Music4Aliens debuts Sabura and Dimsn with bouncy minimal-techno single
Music4Aliens used Reboot to introduce Sabura and Dimsn with a 5:07 bouncy minimal-techno cut. The Naples label backed the debut with M4S040 and club-ready 132 BPM.

Music4Aliens used Reboot to put Sabura and Dimsn straight into its catalogue, and it did it with a single-track release that felt built for the booth rather than the press release. The Naples, Italy imprint framed the record as a bouncy minimal-techno debut, and that is exactly how it landed: compact, direct, and ready to move a floor.
That matters for a label run by Giancarlo Di Chiara, because Music4Aliens has already staked out a lane that runs through minimal, psytech, peak time and underground techno. The imprint says its music has drawn support from Richie Hawtin, Amelie Lens, Dubfire and Joris Voorn at major festivals, and Reboot fits that profile by arriving as a clean introduction rather than a sprawling package. There are no remixes here, no second-guessing, just one idea presented with enough confidence to stand alone.

The details are useful for DJs. Bandcamp dated the release to June 5, 2026, while Beatport listed it as a preorder with a June 12, 2026 release date, catalog number M4S040. Beatport also tagged it as Techno (Peak Time / Driving), set it at 132 BPM and in the key of E Major, and gave it a length of 5:07. Those numbers line up with the track’s job: a tidy, high-function cut that sits between bouncy techno, underground techno and psy-techno without drifting into abstraction.

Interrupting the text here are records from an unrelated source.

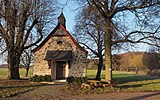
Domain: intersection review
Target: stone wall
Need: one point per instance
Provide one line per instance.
(78, 63)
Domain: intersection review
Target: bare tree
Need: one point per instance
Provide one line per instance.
(116, 13)
(89, 33)
(18, 19)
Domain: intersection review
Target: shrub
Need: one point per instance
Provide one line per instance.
(77, 80)
(45, 78)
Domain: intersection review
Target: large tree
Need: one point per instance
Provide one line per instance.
(18, 20)
(120, 28)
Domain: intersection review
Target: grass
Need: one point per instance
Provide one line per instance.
(10, 88)
(124, 82)
(22, 71)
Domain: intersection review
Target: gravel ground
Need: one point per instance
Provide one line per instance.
(54, 92)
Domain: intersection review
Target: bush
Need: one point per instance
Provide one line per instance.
(45, 78)
(77, 80)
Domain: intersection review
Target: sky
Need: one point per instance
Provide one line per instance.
(70, 12)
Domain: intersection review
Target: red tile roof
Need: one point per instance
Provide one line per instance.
(59, 26)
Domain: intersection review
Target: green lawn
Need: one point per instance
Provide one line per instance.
(124, 82)
(22, 71)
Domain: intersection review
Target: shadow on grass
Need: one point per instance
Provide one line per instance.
(10, 88)
(133, 78)
(144, 96)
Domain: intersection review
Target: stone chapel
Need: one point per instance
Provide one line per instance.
(59, 54)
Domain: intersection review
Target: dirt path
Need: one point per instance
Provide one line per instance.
(54, 92)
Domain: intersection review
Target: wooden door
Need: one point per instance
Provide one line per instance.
(60, 69)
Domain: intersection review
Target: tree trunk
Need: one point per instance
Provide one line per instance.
(13, 65)
(27, 70)
(108, 56)
(100, 65)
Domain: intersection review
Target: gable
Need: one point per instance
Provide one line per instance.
(59, 31)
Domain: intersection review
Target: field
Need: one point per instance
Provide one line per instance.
(22, 71)
(124, 82)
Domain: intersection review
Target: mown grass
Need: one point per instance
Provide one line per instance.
(123, 82)
(129, 82)
(10, 88)
(22, 72)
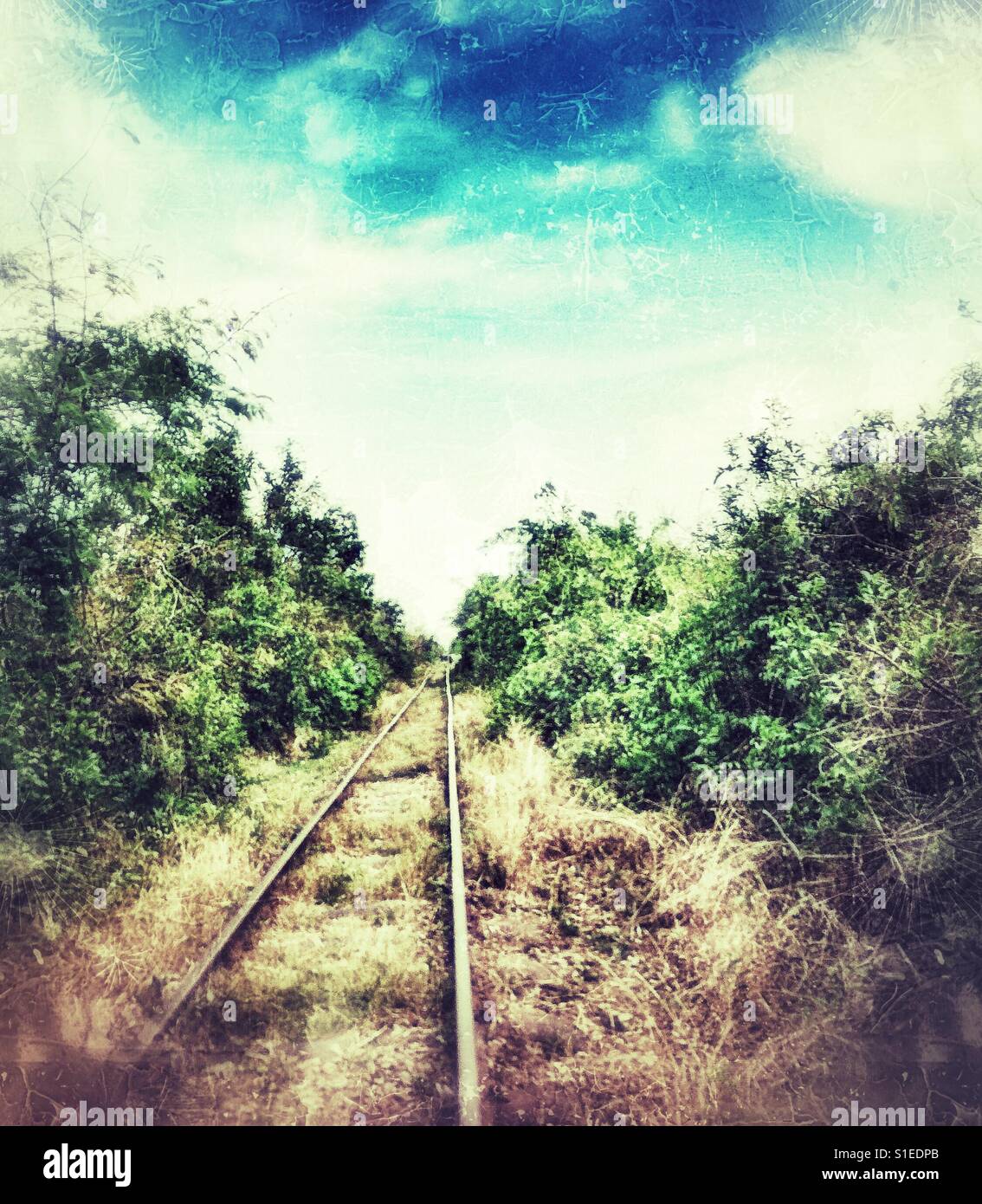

The Naples tag adds another layer of context. Music from that city has long carried a reputation for pressure, forward motion and underground weight, and Reboot leans into that expectation instead of trying to dodge it. Beatport’s own wording also marked the record as an Alien base debut for Sabura and Dimsn, which turns the single into a clear arrival point rather than a one-off upload.
For Music4Aliens, that is the point of Reboot. It is not trying to cover every corner of the catalogue; it is trying to announce two new names with a record that DJs can recognize in seconds and place in a set just as quickly. In a minimal-techno lane where too many debuts vanish into the background, this one arrives with enough bounce and enough structure to stick.
This article was produced by Prism’s automated news system from verified source data, official records, and press releases, then run through automated quality and moderation checks before publishing. The system is built and supervised by the people who set the standards it runs under. Read our full AI policy.